Seagate has announced an unholy alliance with Paramount Pictures to distribute its titles by loading them onto Freeagent Go drives.
The hook-up will see the film studio that brought us such classics asPootie Tang, Crossroads and Drillbit Taylor load a select number of its back catalogue onto Seagate drives that will require the user to purchase an activation code in order to view the films.
Seagate for its part not only has agreed to further lower the initial 'plugged-in' capacity of its drives by loading content that the user doesn't want but decided to partner a web store for Paramount titles to flog the activation codes required to view the movies on the drive. Seagate says that about 10 percent of the hard drives that it afflicts with Paramount media content will be taken up by the bundled films.
For the pleasure of doing without a physical copy of the movie, you'll be asked to fork over between US$10 and US$15. Of course as this is all run by a film studio your basic rights are violated at just about every stage in the process.
The list of requirements and restrictions runs long, so if you aren't a Microsoft Windows user with Internet Explorer installed, forget it. Even then you need to have Microsoft's Silverlight ready and waiting in order to view the website correctly. Paramount Pictures will bestow upon you the right, after paying top whack, to play the film on three devices. If you lose the data you're allow one extra download, so you had better hope that your Seagate hard drive doesn't give up the ghost.
Unlike going into a shop and purchasing the same movie on an actual DVD disk, Paramount doesn't even allow you to supply your own DVD to create a hard copy of the film. Of course all these restrictions will help, if you are to believe the blinkered thinking of film studio executives, to curb nasty copyright infringement.

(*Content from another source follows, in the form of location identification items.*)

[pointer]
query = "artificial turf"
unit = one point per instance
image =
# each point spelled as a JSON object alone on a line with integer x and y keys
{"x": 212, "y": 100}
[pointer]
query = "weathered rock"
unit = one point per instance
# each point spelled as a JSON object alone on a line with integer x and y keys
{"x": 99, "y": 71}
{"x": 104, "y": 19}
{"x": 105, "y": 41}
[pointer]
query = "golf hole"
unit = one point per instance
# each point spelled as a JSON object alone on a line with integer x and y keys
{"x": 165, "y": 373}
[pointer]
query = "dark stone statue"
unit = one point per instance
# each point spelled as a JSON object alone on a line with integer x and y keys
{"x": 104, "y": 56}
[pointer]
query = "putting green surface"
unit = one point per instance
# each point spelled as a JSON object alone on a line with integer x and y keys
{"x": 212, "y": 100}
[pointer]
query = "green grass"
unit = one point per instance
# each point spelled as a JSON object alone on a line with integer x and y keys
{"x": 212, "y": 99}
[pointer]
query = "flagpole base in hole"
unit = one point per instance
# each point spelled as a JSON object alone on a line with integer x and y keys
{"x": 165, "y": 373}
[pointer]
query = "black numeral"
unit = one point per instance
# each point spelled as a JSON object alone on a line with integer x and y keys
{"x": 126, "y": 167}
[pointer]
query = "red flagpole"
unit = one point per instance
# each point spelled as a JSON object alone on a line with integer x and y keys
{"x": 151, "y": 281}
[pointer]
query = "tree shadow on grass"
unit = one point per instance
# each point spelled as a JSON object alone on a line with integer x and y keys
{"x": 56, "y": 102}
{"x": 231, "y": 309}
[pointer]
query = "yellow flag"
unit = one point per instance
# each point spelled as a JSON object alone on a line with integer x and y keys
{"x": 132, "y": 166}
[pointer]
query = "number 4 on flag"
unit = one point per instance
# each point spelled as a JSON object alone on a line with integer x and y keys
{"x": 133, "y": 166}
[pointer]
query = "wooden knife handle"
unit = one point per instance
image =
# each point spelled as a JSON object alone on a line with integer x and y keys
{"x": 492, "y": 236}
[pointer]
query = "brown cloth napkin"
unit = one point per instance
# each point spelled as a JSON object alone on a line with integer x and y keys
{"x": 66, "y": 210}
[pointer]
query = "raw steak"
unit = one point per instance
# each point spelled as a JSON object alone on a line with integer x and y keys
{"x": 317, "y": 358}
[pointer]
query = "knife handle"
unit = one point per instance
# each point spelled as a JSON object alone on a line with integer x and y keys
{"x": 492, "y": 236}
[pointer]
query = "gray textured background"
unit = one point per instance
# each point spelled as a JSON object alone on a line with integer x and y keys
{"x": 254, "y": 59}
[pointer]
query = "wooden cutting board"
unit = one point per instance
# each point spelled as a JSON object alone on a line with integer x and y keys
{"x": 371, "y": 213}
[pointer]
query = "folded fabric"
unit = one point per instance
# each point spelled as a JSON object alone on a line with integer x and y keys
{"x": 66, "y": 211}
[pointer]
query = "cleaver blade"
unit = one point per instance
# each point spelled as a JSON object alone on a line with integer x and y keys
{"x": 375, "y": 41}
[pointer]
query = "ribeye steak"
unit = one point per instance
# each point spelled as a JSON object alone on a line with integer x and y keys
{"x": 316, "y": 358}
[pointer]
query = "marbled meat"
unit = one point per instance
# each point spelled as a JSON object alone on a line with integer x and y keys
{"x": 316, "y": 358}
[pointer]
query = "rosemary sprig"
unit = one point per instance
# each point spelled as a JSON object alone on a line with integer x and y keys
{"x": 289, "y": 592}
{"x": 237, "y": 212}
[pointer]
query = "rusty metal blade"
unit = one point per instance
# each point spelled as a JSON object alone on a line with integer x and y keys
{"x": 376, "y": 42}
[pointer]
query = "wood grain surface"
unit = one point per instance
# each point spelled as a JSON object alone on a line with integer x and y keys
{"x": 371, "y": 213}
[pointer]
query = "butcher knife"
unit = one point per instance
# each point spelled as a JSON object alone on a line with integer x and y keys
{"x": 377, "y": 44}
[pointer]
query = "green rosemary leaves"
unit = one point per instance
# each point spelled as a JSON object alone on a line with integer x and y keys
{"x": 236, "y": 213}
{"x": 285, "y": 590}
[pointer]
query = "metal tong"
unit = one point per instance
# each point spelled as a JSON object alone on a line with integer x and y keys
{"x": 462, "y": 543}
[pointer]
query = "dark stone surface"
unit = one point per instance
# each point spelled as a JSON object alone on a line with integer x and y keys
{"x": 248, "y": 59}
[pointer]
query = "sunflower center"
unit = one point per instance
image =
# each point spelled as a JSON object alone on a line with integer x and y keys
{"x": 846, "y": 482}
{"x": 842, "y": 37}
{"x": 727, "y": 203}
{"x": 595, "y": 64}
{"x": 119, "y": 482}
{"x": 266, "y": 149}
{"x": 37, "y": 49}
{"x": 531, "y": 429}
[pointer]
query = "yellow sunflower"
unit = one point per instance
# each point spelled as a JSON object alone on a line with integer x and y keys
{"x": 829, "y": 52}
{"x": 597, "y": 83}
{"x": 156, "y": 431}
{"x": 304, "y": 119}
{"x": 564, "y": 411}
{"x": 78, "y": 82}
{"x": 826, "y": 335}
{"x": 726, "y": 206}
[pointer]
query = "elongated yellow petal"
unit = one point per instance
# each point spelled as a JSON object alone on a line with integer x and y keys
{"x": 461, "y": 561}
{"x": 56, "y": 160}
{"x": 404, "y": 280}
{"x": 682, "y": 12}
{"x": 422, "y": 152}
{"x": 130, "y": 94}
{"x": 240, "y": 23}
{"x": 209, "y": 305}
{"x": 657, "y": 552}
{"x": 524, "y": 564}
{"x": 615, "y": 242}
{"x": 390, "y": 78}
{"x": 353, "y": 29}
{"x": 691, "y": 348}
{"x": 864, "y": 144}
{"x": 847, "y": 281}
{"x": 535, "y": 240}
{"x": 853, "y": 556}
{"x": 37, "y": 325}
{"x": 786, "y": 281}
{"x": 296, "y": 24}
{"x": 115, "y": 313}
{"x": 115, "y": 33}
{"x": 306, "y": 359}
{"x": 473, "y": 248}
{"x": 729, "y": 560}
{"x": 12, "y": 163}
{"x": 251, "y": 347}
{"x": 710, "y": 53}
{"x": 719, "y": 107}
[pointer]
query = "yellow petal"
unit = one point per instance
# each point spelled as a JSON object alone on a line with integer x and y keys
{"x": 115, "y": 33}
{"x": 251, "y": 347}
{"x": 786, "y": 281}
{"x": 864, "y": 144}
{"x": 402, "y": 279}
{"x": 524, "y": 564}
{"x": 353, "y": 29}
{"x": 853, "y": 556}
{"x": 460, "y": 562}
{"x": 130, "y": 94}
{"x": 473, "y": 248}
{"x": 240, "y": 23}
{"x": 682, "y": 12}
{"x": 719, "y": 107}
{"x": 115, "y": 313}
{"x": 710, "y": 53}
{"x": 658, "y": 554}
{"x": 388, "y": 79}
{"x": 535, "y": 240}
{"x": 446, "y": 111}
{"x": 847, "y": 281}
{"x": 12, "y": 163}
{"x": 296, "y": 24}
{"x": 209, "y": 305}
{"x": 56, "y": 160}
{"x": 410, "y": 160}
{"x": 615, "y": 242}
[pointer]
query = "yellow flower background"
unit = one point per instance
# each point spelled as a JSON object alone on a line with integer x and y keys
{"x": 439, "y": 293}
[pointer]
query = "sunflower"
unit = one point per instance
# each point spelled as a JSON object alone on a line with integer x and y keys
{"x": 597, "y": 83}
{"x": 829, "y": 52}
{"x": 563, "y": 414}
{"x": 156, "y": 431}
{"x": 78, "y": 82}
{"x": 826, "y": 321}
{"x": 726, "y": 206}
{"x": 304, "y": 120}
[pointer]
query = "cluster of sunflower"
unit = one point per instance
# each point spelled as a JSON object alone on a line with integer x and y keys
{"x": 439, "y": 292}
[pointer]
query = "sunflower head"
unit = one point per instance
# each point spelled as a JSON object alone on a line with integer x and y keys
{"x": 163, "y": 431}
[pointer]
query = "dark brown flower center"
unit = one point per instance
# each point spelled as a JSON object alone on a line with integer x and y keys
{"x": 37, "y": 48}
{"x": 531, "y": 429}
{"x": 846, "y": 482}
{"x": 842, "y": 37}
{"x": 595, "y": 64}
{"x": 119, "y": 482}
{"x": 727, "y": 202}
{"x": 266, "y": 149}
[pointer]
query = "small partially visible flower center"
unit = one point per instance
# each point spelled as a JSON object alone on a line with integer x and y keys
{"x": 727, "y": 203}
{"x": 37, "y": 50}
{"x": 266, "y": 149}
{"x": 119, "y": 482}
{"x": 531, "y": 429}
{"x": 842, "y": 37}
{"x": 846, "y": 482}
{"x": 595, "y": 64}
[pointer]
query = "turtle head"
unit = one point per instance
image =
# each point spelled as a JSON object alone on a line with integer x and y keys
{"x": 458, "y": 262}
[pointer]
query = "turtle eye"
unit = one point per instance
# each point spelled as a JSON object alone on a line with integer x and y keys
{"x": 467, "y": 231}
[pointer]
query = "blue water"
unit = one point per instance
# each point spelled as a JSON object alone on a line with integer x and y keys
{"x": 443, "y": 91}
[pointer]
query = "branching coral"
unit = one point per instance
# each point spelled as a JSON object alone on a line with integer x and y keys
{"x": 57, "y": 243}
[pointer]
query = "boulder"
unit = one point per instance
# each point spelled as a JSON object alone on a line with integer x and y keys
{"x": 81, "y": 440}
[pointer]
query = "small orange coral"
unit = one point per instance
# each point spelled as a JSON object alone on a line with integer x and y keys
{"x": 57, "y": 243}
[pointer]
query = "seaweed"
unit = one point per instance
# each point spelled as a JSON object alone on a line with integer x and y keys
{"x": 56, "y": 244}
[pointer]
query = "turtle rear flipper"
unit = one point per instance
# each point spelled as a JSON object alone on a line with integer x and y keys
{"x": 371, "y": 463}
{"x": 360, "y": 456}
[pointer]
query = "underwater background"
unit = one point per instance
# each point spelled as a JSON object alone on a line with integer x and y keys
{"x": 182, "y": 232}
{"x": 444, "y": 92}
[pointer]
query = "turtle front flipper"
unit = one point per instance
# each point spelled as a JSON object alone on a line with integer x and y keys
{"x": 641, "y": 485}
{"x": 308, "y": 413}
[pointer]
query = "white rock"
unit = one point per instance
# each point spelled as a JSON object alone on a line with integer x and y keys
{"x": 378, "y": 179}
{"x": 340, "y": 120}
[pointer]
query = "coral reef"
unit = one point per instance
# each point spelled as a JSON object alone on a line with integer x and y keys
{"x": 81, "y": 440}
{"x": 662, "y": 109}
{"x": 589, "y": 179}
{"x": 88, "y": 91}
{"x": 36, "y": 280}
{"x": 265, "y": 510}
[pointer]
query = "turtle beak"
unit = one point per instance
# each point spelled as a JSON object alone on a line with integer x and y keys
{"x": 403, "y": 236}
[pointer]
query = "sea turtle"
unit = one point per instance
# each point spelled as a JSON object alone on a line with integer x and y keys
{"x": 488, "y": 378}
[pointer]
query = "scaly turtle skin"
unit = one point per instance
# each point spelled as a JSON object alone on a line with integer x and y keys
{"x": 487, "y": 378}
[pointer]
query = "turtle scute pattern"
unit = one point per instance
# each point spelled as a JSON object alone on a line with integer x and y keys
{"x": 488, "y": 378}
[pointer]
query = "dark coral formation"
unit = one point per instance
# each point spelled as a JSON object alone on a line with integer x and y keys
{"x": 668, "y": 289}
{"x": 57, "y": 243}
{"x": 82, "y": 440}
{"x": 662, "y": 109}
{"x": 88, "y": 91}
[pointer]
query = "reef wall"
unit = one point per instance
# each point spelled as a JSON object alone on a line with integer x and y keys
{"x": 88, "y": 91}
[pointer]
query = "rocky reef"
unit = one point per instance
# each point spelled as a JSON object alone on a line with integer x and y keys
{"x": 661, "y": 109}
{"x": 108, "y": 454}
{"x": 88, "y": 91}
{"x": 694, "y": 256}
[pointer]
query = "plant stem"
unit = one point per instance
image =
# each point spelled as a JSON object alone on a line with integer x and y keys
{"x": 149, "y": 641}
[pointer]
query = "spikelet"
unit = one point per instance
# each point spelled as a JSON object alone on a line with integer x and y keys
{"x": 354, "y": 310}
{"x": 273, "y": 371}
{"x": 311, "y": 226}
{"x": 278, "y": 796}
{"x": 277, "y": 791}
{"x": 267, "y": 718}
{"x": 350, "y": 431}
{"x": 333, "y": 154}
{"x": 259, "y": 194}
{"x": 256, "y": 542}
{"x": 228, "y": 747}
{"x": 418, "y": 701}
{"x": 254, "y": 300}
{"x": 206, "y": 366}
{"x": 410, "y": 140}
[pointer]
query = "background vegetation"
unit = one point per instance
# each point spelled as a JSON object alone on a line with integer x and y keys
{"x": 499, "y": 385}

According to figures supplied by the film studio, a 150 minute film comes in at 2.5GB. That's hardly the type of sound and picture quality most people want after spending US$15 for a film. Coupled with the absurd prices of theatre tickets, it's not surprising that all but the most indiscriminate of punters are forced to source the same material elsewhere rather than get ripped-off for a below standard visual experience.
Quite how long it takes for some smart hacker to beat Paramount's DRM system purely for kicks remains to be seen, but we'll hazard a guess that it'll be quicker than the time it takes for the film studio's executives to realise that their unwise and futile attempt to curtail their firm's losses due to their own excessive greed will suffer a Failure to Launch.